I had them all. As a
neuroscientist, I also know how very physiological/biochemical classical
depression is. Once you’re in it, there’s
little you can do without external intervention. In 3 weeks I dropped almost 30 pounds. At 5’7” and 100 lbs, I looked ghoulish. I did force myself to eat and was fortunate
for the people who noticed and cared enough to force me to eat as well. I went through the motions, hoping something
would take hold. This is not sadness;
this is not grief; this is a complete shutdown of the psyche, a downward spiral
from which there is no escape. I know
that medication is effective for getting people to the point where they can
move again and start the road to recovery, but I was unwilling to take that
step.
Fortunately, an unexpected event turned everything around in
an instant. I had a propane leak in the
small tank close to my bed and I woke the other morning to propane
asphyxiation. I was violently ill, vomiting
ceaselessly, unable to catch my breath.
But in that brief period, the shock to my system was apparently sufficient
to release the neurochemicals needed to reset my baseline, perhaps analogous to
ECT or exposure therapy. From that
moment on, I was fine. Just like that, I
was a completely different person, embarrassed by my insanity over the past 2
months, but no longer insane. Just like
that. I went hiking yesterday, looking
for fossils (abundantly rich in my limestone-laden backyard) and started
thinking about the future and hiking New Zealand. I rode down from my canyon this morning, my
soul open and devouring my surroundings, intoxicated by the beauty of it
all. The hurt and anger buried deep
inside has, to a great extent, been supplanted by a poignant sense of regret
and has taken a back seat to joy and a renewed sense of purpose. The perseverating self-loathing is gone. I have been released. The disappointment remains, but is no more
than that, and rises to join a deeper understanding of the unfortunate events
that gave rise to my situation.
A Buddhist tenet says that all things are interdependent
arising. So it was with this.
I am grateful for the people who noticed,
cared, and stayed just out of sight but ever ready to step in if needed.
This is me, moving on.
7 comments:
Yes! I can relate to much of that. I think many of my friends were hurt that I disappeared so completely while deployed. I don't know if I hoped everything would be the same, but I certainly expected it. Ten years ago if I disappeared for a year it was easy to reconnect with friends, who were in college or off on their own solitary adventures. But this time at 31 they were marrying, parenting - major life events. So now I'm a bit of an outsider, which is sad. And then coming home I was extremely hostile, which in retrospect I think may have been a result of being female on a mostly male base surrounded by male-only Afghans. I learned to seem unapproachable, and then somehow I just fully BECAME unapproachable. I was back in July but am just in the past month or so beginning to feel myself again. I went to yoga yesterday for the first time in a year and started to cry as I released the tension. Cameron and I were lucky in a way because we were able to exist outside the system a little bit and to document everything, almonst like journaling, which was cathartic because there was just so much to process.

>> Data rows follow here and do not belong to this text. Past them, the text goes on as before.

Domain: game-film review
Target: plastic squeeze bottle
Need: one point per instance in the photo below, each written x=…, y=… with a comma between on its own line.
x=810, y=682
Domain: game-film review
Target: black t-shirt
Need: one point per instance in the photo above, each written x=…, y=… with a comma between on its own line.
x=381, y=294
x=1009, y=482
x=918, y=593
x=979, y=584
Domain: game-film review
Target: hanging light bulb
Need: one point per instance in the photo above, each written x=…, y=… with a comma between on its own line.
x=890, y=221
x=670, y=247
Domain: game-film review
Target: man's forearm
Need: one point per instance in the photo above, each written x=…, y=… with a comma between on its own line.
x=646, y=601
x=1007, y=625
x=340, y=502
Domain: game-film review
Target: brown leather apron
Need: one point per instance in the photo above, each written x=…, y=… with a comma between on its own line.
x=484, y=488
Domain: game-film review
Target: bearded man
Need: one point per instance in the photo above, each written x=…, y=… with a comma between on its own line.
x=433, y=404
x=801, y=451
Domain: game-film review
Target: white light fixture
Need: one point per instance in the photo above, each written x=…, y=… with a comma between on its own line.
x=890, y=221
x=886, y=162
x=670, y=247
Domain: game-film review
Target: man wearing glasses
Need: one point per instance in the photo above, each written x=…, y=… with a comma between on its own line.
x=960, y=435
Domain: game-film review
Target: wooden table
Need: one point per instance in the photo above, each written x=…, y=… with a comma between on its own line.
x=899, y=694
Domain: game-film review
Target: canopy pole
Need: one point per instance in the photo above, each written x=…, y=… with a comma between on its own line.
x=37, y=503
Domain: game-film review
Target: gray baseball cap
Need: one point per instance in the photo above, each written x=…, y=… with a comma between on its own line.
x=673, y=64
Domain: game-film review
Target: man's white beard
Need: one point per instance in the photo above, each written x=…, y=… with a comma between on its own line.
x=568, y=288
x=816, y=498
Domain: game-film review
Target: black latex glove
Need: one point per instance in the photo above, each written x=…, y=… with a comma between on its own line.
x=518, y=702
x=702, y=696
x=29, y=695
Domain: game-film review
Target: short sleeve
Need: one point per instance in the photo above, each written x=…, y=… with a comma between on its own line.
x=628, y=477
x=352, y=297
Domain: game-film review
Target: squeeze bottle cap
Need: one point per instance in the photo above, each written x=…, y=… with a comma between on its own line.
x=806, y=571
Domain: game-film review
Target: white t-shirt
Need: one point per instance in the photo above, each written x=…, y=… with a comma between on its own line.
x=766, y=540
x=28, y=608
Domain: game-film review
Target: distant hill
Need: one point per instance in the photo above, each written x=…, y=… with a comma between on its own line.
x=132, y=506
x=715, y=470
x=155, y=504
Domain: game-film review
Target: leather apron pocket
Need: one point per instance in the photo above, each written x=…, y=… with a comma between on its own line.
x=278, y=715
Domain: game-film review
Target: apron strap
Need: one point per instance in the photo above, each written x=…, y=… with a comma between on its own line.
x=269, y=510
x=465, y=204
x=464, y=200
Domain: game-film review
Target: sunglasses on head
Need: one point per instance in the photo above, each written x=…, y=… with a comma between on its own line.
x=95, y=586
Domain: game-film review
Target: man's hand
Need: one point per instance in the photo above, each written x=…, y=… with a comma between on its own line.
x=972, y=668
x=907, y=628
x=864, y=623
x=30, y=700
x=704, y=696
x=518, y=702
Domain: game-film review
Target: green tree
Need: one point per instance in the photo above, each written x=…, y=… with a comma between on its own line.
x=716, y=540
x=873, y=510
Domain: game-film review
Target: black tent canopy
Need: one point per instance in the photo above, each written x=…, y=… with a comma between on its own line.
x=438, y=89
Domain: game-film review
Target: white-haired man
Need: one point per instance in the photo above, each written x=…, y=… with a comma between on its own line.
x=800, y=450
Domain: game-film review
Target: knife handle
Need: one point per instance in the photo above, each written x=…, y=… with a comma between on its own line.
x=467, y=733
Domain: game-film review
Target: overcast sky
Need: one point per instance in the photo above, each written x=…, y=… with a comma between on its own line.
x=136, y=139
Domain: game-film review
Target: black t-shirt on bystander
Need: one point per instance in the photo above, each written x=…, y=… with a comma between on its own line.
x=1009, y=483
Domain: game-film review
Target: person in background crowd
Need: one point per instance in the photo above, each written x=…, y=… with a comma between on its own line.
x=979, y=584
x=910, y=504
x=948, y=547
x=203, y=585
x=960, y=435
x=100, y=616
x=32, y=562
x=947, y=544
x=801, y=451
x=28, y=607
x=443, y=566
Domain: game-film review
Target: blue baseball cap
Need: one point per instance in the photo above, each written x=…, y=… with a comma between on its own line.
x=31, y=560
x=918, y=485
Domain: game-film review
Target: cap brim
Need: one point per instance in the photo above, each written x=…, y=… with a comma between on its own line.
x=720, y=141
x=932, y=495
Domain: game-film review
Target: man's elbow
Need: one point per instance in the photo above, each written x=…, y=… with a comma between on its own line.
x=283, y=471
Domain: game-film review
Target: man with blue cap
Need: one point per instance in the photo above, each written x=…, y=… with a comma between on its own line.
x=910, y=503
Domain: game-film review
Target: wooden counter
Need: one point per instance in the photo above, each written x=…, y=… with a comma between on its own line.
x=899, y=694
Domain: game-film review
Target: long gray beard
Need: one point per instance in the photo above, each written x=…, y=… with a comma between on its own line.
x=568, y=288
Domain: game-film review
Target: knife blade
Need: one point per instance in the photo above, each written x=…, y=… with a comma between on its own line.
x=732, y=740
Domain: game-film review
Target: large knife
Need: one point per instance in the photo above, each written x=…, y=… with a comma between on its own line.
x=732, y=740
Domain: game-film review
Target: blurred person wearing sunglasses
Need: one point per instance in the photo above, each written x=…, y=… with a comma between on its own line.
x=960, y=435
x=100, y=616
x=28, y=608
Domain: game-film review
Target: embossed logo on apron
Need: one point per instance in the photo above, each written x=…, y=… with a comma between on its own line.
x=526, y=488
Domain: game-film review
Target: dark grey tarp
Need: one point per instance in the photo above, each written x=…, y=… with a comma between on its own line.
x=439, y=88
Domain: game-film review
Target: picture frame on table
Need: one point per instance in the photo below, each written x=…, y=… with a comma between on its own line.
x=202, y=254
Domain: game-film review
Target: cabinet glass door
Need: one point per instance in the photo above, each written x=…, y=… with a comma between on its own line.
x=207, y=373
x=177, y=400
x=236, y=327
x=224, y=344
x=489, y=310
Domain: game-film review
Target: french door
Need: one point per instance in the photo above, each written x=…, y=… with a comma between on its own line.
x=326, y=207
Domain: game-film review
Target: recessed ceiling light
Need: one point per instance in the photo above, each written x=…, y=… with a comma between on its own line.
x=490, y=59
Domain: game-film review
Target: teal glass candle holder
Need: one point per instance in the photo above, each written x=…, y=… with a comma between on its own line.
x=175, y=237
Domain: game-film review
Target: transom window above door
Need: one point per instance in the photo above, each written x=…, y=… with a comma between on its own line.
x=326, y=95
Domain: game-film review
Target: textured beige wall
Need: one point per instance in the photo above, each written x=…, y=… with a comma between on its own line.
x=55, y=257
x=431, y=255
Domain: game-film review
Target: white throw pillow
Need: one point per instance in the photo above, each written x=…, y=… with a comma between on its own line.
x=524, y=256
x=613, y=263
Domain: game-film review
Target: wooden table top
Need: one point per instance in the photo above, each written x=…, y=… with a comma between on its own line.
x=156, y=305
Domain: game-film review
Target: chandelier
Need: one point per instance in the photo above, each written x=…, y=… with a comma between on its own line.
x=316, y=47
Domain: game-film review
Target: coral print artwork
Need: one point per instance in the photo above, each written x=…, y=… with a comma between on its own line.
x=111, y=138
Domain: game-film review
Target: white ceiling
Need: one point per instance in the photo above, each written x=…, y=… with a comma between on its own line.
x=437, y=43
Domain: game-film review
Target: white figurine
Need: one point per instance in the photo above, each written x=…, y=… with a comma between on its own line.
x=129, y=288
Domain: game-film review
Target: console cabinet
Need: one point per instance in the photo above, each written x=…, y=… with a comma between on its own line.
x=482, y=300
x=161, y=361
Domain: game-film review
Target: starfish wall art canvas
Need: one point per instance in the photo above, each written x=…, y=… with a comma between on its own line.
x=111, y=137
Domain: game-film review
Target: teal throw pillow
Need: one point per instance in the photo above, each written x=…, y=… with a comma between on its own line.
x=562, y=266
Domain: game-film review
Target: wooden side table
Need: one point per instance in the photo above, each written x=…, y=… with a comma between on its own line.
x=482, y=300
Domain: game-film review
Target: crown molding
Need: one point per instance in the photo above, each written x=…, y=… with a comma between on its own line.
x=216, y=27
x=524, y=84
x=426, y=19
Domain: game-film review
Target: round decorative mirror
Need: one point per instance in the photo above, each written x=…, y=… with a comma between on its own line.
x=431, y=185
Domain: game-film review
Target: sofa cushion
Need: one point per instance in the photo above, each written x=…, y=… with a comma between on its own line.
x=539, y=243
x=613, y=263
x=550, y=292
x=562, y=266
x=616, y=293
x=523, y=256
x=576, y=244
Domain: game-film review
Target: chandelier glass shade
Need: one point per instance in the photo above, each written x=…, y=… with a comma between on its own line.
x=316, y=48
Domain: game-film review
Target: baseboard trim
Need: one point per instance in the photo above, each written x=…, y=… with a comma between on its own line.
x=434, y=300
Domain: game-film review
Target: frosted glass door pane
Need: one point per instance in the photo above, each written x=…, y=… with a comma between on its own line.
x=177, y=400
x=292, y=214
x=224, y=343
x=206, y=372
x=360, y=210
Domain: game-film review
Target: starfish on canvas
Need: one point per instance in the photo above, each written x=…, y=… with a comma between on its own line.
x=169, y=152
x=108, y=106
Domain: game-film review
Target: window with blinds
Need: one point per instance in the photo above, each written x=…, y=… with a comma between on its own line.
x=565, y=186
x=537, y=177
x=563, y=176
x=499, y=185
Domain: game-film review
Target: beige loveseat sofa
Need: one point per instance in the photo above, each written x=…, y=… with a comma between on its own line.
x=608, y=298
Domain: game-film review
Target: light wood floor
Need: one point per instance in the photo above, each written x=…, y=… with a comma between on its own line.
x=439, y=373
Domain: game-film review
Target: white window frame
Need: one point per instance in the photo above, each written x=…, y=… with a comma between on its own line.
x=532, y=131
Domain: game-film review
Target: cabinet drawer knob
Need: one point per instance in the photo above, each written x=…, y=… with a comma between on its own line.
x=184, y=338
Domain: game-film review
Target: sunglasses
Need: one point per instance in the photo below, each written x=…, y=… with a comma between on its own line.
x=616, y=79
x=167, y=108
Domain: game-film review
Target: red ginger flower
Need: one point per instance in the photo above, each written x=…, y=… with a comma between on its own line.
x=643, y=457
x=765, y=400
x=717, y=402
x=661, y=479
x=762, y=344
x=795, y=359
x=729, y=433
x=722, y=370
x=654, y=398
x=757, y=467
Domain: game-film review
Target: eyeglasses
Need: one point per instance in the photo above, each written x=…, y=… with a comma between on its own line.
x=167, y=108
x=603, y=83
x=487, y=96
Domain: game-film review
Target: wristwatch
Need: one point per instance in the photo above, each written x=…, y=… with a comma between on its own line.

thanks for this, anna. your genuine candor is a relief for me. i know i'm not alone, but it's nice to hear that.
Keep moving, Alyson. . .New Zealand awaits!
Sending love to you in the desert. I miss you sisi.
Happy Birthday, Alyson. Hope you are well.
Is that why you were sick and you didnt want to go to the TMC.LOL one thing to everybody that reads this. While being deployed with this brave, educated and strong lady, she was like our mother. 1st Plt. 1/143rd Infantry Airborne she was always in the gym and was my motivatation when I was going through my issues.